Far from simply forming another branch of the Christian Right, the
Promise Keepers developed a ritual of syncretic embodied practice
that directly challenged dominant conceptions of masculinity and
epistemology in 1990s. Critics described the Promise Keepers as merely a renovation and revival of male dominance, when in fact, their turn to
patriarchy simultaneously animated resistant forms of masculinity.

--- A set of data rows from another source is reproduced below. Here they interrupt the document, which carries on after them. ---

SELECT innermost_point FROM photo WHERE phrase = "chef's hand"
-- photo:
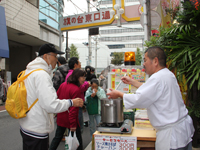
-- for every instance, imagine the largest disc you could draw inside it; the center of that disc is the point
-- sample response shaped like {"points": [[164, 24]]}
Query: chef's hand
{"points": [[77, 102], [73, 129], [128, 80], [114, 94]]}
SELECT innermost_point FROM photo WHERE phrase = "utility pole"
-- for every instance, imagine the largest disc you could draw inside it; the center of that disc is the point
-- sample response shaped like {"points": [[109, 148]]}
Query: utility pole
{"points": [[96, 55], [148, 19], [67, 48], [89, 41]]}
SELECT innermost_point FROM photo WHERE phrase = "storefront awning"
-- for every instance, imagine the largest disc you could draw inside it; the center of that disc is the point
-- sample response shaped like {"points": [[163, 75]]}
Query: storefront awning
{"points": [[4, 48]]}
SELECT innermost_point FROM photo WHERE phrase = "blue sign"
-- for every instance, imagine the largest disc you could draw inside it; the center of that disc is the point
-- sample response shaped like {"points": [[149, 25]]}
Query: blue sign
{"points": [[4, 48]]}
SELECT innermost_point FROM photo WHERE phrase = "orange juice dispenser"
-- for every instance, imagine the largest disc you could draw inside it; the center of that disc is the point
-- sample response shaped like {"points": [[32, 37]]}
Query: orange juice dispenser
{"points": [[129, 58]]}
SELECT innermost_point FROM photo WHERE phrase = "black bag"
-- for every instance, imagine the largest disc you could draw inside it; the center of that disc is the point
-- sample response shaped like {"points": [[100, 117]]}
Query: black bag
{"points": [[92, 105]]}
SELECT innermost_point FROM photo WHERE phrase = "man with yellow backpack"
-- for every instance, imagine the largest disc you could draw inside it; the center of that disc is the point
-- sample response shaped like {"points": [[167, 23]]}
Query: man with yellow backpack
{"points": [[38, 122]]}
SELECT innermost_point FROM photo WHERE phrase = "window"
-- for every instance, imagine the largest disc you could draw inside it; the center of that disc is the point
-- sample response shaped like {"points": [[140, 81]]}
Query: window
{"points": [[49, 12]]}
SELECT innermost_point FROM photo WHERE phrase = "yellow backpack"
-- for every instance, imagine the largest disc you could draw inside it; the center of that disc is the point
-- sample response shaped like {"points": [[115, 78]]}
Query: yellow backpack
{"points": [[16, 104]]}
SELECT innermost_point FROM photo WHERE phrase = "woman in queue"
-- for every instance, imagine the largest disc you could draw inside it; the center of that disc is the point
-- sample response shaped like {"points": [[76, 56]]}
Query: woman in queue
{"points": [[69, 119]]}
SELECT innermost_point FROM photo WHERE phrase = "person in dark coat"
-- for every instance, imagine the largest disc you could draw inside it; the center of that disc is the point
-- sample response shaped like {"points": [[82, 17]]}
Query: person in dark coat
{"points": [[69, 119], [90, 73], [60, 73]]}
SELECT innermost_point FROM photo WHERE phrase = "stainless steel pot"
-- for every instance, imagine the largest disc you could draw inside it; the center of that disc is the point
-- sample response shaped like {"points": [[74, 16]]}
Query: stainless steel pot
{"points": [[112, 110]]}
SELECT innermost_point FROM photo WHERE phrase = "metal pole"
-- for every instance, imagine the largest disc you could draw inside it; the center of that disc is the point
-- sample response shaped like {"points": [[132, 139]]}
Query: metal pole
{"points": [[148, 20], [96, 58], [67, 50], [145, 21], [89, 42]]}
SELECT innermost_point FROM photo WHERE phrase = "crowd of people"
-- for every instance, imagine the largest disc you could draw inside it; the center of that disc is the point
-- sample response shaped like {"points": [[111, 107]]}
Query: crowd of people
{"points": [[69, 88], [63, 93]]}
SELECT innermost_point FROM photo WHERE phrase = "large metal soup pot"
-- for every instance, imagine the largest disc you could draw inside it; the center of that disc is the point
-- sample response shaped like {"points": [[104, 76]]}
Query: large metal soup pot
{"points": [[112, 110]]}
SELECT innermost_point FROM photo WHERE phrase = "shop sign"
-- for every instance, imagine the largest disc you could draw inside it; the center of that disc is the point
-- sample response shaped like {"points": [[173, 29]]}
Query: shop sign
{"points": [[103, 142], [98, 18]]}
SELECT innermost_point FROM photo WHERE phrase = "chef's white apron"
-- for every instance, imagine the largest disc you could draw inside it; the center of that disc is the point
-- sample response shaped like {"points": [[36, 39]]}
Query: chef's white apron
{"points": [[163, 135]]}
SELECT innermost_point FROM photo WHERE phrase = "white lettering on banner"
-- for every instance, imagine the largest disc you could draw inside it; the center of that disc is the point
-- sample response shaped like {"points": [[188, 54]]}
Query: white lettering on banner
{"points": [[86, 19], [103, 142]]}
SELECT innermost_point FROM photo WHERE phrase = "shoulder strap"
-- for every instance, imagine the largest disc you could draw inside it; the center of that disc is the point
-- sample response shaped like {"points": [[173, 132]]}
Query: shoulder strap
{"points": [[32, 105]]}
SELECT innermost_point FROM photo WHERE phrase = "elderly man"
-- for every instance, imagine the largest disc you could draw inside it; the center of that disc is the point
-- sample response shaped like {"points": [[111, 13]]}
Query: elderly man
{"points": [[38, 123], [162, 97]]}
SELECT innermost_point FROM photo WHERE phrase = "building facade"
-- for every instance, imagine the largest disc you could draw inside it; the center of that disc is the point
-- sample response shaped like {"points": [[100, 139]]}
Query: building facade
{"points": [[30, 23], [128, 37]]}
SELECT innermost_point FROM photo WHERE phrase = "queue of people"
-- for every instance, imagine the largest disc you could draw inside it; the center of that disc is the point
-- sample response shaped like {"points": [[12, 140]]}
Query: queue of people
{"points": [[160, 95]]}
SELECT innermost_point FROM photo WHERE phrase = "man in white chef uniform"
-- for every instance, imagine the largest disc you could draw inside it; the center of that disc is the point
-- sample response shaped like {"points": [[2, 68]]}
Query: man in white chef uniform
{"points": [[162, 97]]}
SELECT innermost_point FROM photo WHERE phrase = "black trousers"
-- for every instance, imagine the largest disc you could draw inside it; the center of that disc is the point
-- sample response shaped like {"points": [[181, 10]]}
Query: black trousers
{"points": [[59, 135], [31, 143]]}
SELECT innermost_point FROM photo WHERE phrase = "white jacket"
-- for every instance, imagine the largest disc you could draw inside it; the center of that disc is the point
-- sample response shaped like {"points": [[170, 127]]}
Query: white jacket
{"points": [[39, 85]]}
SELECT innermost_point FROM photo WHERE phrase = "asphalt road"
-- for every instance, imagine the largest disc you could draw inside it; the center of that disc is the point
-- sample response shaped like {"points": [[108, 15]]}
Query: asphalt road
{"points": [[10, 138]]}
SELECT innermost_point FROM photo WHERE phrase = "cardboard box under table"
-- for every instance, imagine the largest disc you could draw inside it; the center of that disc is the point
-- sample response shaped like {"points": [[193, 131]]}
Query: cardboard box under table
{"points": [[145, 139]]}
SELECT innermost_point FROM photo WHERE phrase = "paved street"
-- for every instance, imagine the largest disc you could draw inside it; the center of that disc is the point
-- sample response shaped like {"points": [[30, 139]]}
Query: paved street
{"points": [[10, 138]]}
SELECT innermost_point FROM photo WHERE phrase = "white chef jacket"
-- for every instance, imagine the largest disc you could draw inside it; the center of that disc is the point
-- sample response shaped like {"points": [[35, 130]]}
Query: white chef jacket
{"points": [[165, 108]]}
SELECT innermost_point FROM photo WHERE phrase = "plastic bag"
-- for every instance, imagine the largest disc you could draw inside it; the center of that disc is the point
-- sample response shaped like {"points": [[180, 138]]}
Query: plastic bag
{"points": [[71, 143]]}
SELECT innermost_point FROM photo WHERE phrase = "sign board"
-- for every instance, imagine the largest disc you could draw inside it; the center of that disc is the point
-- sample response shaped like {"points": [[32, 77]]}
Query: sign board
{"points": [[4, 48], [98, 18], [103, 142]]}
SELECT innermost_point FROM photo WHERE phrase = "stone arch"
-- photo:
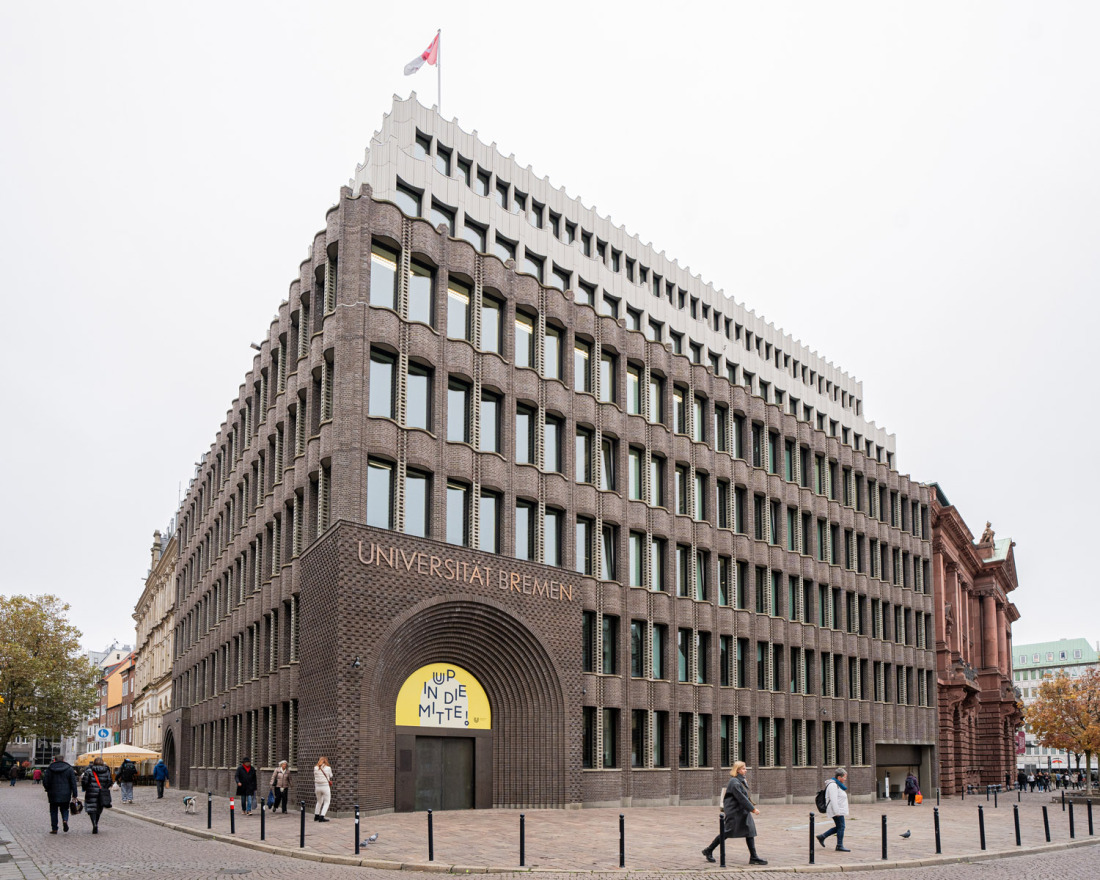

Further, by situating certitude in somatic experience, the Promise
Keepers offered a response to the alienation of the late capitalist
male. In this manner, they effectively redefined embodied religious
ritual as modern and middle class in opposition to hegemonic
narratives of Pentecostal atavism and poverty. Thus, the Promise Keepers, formed in Colorado 1991 and reaching its peak in 1997, was a response to, at least, feminism, in that it invoked a gentle masculinity and in that it reframed woman in place of God as a locus of repentance in Christian theology, but it was also a response to the alienation of the post-fordist male who was facing cultural and economic insecurity post-NAFTA, and, finally, the movement was a response to the consolidation of the New Right’s hold on suburbia—-all phenomena of concern for men in the 1990s. This essay provides an ethno-history of lived religion formed around the work of R. Marie Griffith, Pierre Bourdieu and David Hall in an interdisciplinary effort to trace the ways a particular historical conjuncture nourished, for a moment, the translation of a hybrid religious philosophy into a powerfully embodied practice and a highly effective organizing tool. The Promise Keepers exemplify a specific case study of the ways social movements build power. They re-voiced Pentecostal body strategies in terms that appealed to the "middle class" identification of the growing conservative movement. In this sense, an ethnography of the Promise Keepers can explore one set of cultural practices that undergirded the transition of the US working class from its self-identification with liberalism and the Democrats to a sense of themselves as middle class and Republican.